I was going to ask you for more on this, but found an Ars Technica article with a bit more info: https://arstechnica.com/information-technology/2016/12/micro...
"a pen and paper breaks down barriers to interactive, visual collaboration across teams everywhere" feels more truthful
As a consultant, if these were cheaper I'd have no hesitation lending one to each client for the duration of the project. It would make remote meetings way easier.
Personally if I ran a company I'd have a rule to not rely on anything by Google other than their largest core services (Drive, Android, Ads). Their history is just too bad at this point, and this product will almost certainly go the way of glass. I predict it's abandoned within the year.
I'm not saying it's terrible to buy Google products, but maybe wait until it's a success first. There is very little reason to risk being an early adopter of a Google product.

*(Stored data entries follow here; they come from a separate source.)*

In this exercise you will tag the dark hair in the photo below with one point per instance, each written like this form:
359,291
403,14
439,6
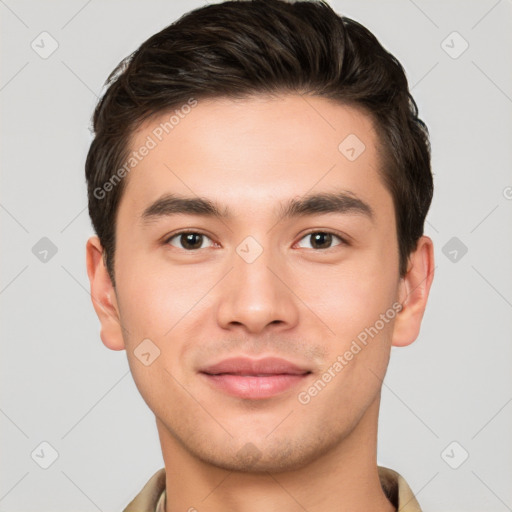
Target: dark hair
241,48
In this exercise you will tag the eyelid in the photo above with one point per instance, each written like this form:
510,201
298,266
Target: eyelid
345,240
167,238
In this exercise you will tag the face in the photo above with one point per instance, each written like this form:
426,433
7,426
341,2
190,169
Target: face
315,284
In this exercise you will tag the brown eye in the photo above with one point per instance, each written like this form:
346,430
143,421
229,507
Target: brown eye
322,239
189,240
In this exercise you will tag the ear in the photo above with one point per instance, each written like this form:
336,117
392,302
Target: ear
103,296
414,288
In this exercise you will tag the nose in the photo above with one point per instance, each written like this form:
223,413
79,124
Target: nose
257,295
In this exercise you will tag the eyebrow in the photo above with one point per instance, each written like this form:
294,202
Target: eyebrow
343,202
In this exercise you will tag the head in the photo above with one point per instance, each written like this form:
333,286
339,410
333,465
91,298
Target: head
246,106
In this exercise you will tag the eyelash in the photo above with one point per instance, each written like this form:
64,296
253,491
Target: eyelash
343,240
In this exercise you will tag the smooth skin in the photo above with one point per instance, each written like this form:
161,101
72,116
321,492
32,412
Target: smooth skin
296,301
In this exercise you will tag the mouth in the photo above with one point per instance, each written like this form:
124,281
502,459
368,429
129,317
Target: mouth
254,379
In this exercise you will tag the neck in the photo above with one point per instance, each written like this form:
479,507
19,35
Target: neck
344,479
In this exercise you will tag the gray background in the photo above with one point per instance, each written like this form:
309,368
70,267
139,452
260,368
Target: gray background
60,385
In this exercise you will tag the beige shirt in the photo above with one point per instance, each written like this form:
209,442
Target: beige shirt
152,496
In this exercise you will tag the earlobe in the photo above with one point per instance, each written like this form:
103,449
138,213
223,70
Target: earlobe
414,289
103,296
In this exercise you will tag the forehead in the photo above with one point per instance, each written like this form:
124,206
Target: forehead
248,153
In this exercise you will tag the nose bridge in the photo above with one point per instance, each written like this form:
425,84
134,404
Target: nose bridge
254,294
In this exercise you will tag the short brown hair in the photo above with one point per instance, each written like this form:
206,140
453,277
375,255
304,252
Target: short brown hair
241,48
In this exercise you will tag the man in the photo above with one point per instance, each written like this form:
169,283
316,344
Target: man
259,181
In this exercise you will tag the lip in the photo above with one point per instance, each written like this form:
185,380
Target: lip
254,379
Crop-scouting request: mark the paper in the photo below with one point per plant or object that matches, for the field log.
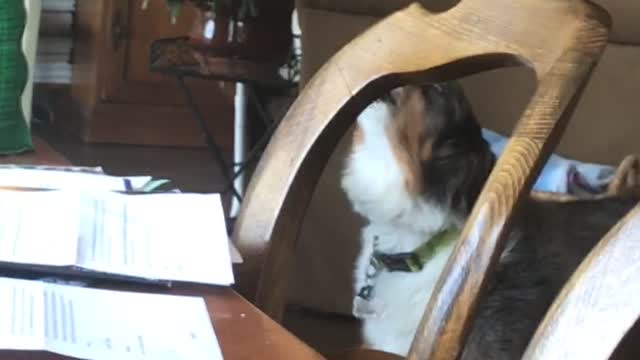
(103, 324)
(39, 227)
(54, 179)
(164, 236)
(178, 237)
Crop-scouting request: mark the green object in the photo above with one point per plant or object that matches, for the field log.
(415, 260)
(14, 132)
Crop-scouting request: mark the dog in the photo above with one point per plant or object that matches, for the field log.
(417, 165)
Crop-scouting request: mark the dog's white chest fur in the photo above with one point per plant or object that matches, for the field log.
(398, 222)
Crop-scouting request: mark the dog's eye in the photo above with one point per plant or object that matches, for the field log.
(447, 149)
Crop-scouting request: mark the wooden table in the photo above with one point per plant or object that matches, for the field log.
(243, 331)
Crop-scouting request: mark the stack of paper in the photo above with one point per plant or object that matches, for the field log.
(103, 324)
(161, 236)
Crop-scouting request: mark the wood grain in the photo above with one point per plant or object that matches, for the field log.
(600, 302)
(116, 99)
(560, 40)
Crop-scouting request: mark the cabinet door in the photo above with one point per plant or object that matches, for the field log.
(121, 101)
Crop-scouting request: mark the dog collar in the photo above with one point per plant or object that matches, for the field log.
(364, 304)
(408, 262)
(414, 261)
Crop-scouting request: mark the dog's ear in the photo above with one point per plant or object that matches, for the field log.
(406, 134)
(460, 159)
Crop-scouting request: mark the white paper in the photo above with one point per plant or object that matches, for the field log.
(164, 236)
(179, 237)
(52, 179)
(39, 227)
(103, 324)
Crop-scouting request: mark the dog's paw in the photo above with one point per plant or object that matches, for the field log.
(367, 309)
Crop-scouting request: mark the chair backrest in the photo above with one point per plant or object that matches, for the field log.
(561, 40)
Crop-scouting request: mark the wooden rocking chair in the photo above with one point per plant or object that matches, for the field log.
(561, 40)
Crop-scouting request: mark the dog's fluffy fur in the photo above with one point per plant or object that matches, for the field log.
(417, 166)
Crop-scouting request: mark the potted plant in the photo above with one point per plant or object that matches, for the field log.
(258, 30)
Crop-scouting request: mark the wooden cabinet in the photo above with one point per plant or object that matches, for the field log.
(117, 100)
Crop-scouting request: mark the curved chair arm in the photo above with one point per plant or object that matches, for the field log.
(600, 302)
(560, 40)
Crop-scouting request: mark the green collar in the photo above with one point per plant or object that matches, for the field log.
(414, 261)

The recent Google Home (not a cheap product) advertising snafu is another recent red flag for buying any Google product.
Edit: Parent originally commented about 'getting over Google Reader being discontinued'.
Plus, many of those had direct replacements that were obvious iterations of their predecessor. Sure, Apple discontinued the iPod Mini, but they released the iPod Nano. Sure, Apple discontinued MobileMe, but they released iCloud.
Google just quietly abandons services and products and if they ever replace anything, they appear to have started from scratch.
Plus, the item in question is not a free service, it's an expensive physical device with a costly subscription service.
Games for Windows
Windows Phone 7
If we want to avoid the conversation, Google needs to put out some clear language around project/product/service EOL and support for everything it introduces.
And you can now add Wunderlist to that long list.
Also the actual product landing page has some info too: https://gsuite.google.com/products/jamboard/
The G Suite (formerly Google Apps) enterprise offering, which this is part of, was part of the core business retained in Google. This is not a wild IoT product, it's a competitive entry in the enterprise collaboration space that G Suite targets.
I still can't buy the latest google phone because I live outside US.
It seems to so natural to integrate google assistant into this thing. I wonder when 'Alexa' for meetings will be good enough to commercialize.
If you've been in countless business meetings whiteboarding, Jamboard is definitely not outrageous.
edit: Oh, it's actually over $6k if you want the rolling stand, which you will.